Development Media International
- Formation: 2005; 20 years ago
- Headquarters: London, England

= Development Media International =

UK-based non-governmental organization

Development Media International (DMI) is a non-governmental organization with both non-profit and for-profit arms that "use[s] scientific modelling combined with mass media campaigns in order to save the greatest number of lives in the most cost-effective way".

The organization was formed in 2005 and is headquartered in London, England.

==Work==
DMI designs and implements television and radio campaigns in developing countries to promote healthy behaviours in the target audience. At present, their goal is to focus on reducing preventable child mortality by promoting practices such as sleeping under treated bednets, giving children antibiotics when they have pneumonia, or giving people oral rehydration therapy.

===Issues of focus===
DMI is currently focused on messaging that would address the leading causes of death in underdeveloped countries. Whereas the focus in developed countries is on promoting healthy behaviors such as avoidance of smoking or road traffic safety, communicable diseases are still the leading cause of death and morbidity in underdeveloped countries, and DMI's public messaging is aimed at encouraging people to take appropriate measures to prevent and check the spread of these diseases. Their main issues of focus as of now are:

- Family planning
- Maternal survival
- Newborn survival
- Child survival
- Nutrition
- Hygiene
- Neglected tropical diseases

===Countries of focus===
DMI has launched a fundraising initiative called Media Million Lives, which aims to launch nationwide media campaigns to reduce child and maternal mortality in ten high-burden African countries. DMI has worked with the London School of Hygiene & Tropical Medicine to develop a mathematical model to predict the number of under-five lives that can be saved each year by running nationwide media campaigns in a number of African countries. The model predicts that these campaigns can reduce under-five mortality by as much as 23%. Some examples of estimates of the annual number of under-five lives saved include:

| Country | Estimate of lives saved per year |
| Democratic Republic of the Congo | 43,200 |
| Mali | 16,400 |
| Mozambique | 14,600 |
| Zambia | 11,200 |

In April 2014, DMI published midline results from a randomized controlled trial that it is conducting in Burkina Faso to prove that a radio campaign alone can reduce under-five mortality by 15.7%. The evaluation of the RCT is being carried out by the London School of Hygiene & Tropical Medicine.

==Partnerships==
DMI is a member of The Partnership for Maternal, Newborn and Child Health. Its funders include the Wellcome Trust, the Planet Wheeler Foundation, the Mulago Foundation, Department for International Development of the U.K. The Life You Can Save, GiveWell, Unicef and Open Philanthropy Project.

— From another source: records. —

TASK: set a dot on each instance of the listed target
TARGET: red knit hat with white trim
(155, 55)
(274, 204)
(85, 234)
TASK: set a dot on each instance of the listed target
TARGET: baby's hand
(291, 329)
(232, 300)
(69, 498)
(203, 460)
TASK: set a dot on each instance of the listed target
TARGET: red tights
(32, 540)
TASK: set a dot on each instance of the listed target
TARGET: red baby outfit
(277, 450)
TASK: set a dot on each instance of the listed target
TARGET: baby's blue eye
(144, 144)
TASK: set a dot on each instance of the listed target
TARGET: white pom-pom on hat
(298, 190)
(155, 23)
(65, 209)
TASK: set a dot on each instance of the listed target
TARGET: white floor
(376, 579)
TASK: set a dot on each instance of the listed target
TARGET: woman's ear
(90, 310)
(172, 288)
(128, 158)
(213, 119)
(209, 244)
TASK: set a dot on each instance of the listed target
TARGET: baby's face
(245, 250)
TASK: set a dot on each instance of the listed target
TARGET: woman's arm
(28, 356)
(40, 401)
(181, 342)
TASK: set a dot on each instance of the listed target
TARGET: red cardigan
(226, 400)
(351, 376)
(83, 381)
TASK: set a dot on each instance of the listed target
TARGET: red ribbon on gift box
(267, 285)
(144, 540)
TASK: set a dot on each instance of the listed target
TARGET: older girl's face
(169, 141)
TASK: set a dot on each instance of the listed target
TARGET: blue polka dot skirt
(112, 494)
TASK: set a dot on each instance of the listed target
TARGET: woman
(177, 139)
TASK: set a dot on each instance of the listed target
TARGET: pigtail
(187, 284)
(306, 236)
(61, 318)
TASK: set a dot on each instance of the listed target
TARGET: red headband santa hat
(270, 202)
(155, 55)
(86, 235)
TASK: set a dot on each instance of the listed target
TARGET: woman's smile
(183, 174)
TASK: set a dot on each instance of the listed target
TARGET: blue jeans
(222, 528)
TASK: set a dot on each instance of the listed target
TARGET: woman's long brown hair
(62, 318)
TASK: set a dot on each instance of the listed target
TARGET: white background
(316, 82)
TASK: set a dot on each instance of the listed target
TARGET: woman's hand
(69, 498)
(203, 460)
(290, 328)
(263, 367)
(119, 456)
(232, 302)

Previous funders include the United States Agency for International Development and others.

==External reviews==

===GiveWell===
In October 2012, charity evaluator GiveWell considered Development Media International as a potential organization to recommend, but decided against it for the time being, saying they hoped to return to a deeper evaluation later.

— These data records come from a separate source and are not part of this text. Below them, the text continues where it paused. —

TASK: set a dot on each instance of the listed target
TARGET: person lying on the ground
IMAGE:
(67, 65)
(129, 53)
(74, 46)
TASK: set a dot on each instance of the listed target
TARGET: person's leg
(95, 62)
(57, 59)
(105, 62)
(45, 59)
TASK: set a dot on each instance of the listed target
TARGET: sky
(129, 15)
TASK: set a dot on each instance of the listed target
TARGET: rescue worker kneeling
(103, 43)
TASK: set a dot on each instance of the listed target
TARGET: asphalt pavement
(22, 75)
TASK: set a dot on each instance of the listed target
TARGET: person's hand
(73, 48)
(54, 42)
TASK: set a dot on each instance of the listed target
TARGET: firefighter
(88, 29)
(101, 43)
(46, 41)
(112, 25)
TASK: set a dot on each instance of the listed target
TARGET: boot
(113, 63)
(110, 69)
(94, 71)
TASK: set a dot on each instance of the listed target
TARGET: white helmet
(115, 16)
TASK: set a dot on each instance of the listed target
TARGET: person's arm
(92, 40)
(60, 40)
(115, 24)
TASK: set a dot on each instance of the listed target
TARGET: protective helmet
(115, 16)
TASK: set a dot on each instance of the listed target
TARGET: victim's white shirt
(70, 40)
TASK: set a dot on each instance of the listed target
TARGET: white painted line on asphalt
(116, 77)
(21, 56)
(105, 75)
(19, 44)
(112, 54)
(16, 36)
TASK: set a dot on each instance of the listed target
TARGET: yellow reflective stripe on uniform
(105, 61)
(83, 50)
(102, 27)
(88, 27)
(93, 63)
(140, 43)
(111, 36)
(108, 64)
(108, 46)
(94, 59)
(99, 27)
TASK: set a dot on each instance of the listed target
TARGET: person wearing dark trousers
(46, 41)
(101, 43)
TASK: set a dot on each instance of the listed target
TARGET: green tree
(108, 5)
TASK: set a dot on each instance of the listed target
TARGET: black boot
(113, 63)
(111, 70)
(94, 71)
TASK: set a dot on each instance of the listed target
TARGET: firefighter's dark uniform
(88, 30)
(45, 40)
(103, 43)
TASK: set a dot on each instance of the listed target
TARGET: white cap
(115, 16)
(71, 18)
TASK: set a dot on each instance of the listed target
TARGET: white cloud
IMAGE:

On May 2, 2014, GiveWell published a blog post by Holden Karnofsky discussing DMI's recently released randomized controlled trial results from Burkina Faso. Karnofsky wrote: "If the results – and DMI's cost-effectiveness calculations – held up, DMI could become a GiveWell top charity with substantially better estimated “cost per (equivalent) life saved” than our current top charities. [...] However, there are many questions we would need to look into before determining whether this is in fact the case. As such, we plan to investigate DMI thoroughly this year. There is some possibility that we will decide to recommend it at the end of this calendar year, and some possibility that we will instead choose to hold off on deciding whether to recommend it until next year, when the study's endline results (which we expect to give a more reliable picture of its impact) are released."

In October 2014, GiveWell published an "ongoing review" of Development Media International.

On December 1, 2014, GiveWell announced its top charities and standout charities for the year. DMI was included among the standout charities, alongside the Global Alliance for Improved Nutrition's Universal Salt Iodization Program, International Council for the Control of Iodine Deficiency Disorders, and Living Goods.

In June 2015, GiveWell published an update to its review of DMI with corrections that increased the estimate of the cost per life saved from $5,236 to $7,264.

===Giving What We Can===
Effective altruism advocacy organization Giving What We Can published a blog post about DMI by Emma Howard on May 27, 2014. This was the organization's first close look at DMI. Previously, Giving What We Can had mentioned DMI's ongoing randomized controlled trial as an example of real-world national-scale randomization.

=== The Life You Can Save ===
Effective altruism organization The Life You Can Save considers DMI one of its recommended charities. In June 2020 The Life You Can Save Australia also added DMI to its list of recommend charities.

==Media reception==
Will Snell of DMI appeared on a panel sponsored by The Guardian on careers in international development. Additionally, Roy Head, CEO of DMI, gave an interview to The Guardian.

Daniel Avis of SOAS Radio interviewed Roy Head, CEO of DMI, on World Radio Day to discuss DMI's work.